The most effective therapy is the dietary treatment of adult Refsum disease with a phytanic acid–restricted diet. However, this only applies to this specific condition.

For patients with the somewhat milder variants of the peroxisome import disorders, success has been achieved with multidisciplinary early intervention, including physical and occupational therapy, hearing aids or cochlear implants, augmentative and alternative communication, nutrition, and support for the families. Although most patients continue to function in the impaired range, some make significant gains in self-help skills, and several are in stable condition in their teens or even early 20s.

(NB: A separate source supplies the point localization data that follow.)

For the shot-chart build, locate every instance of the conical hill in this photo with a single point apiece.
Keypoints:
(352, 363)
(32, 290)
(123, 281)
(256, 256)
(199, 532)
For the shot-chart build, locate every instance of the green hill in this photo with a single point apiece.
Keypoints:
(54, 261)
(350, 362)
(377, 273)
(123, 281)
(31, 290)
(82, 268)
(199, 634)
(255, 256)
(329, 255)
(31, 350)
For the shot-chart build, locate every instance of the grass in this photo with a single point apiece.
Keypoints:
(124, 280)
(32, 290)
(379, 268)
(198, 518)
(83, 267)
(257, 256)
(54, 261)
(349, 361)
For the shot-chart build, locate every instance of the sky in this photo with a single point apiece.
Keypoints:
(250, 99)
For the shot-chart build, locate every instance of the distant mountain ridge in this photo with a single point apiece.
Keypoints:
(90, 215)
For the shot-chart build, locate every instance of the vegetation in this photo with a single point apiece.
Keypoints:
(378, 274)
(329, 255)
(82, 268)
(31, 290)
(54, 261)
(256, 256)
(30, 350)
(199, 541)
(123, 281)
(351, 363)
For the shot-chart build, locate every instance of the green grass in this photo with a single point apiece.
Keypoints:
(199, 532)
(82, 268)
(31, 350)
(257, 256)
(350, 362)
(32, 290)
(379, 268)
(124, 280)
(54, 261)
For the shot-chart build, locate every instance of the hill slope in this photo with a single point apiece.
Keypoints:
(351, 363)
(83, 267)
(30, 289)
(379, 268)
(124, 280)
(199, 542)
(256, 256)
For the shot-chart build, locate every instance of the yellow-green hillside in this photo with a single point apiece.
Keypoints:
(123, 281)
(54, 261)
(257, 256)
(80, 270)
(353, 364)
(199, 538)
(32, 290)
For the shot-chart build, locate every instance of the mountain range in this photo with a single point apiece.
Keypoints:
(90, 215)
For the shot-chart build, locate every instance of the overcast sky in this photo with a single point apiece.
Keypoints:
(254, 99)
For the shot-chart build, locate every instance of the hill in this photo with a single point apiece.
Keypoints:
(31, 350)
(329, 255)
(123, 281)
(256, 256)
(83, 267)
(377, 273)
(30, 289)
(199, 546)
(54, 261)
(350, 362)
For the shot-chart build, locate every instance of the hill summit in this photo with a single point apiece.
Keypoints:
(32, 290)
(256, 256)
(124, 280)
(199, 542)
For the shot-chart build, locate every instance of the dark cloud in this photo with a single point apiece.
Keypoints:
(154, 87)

Attempts to mitigate some of the secondary biochemical abnormalities include the oral administration of docosahexaenoic acid (DHA). DHA level is greatly reduced in patients with disorders of peroxisome biogenesis, and this therapy normalizes DHA plasma levels. Although there were anecdotal reports of clinical improvement with DHA therapy, a randomized placebo-controlled study failed to find benefit.

Genetic Counseling

All the discussed peroxisomal disorders can be diagnosed prenatally. Prenatal testing using chorionic villi sampling or amniocentesis will usually rely on genetic testing when the alteration is known, but biochemical measurements may be made using the same tests as described for postnatal diagnosis (see Table 104.5 ). Because of the 25% recurrence risk, couples with an affected child should be advised about the availability of prenatal diagnosis.

Etiology

The key biochemical abnormality in ALD is the tissue accumulation of saturated VLCFAs, with a carbon chain length of 24 or more. Excess hexacosanoic acid (C _26:0 ) is the most striking and characteristic feature. This accumulation of fatty acids is caused by genetically deficient peroxisomal degradation of fatty acid. The defective gene (ABCD1) codes for a peroxisomal membrane protein (ALDP, the ALD protein). Many alterations in ABCD1 have been determined to be pathogenic, with over half these being private or unique to the kindred. A curated database of mutations is maintained ( www.x-ald.nl ). The mechanism by which the ALDP defect leads to VLCFA accumulation appears to be a disruption of transport of saturated fatty acids into the peroxisome, with resultant continued elongation of progressively longer fatty acids.

Epidemiology

The minimum incidence of ALD in males is 1 in 21,000, and the combined incidence of ALD males and heterozygous females in the general population is estimated to be 1 in 17,000. All races are affected. The various phenotypes often occur in members of the same kindred. Increased implementation of newborn screening in the United States and other countries is expected to improve the accuracy of these incidence estimates.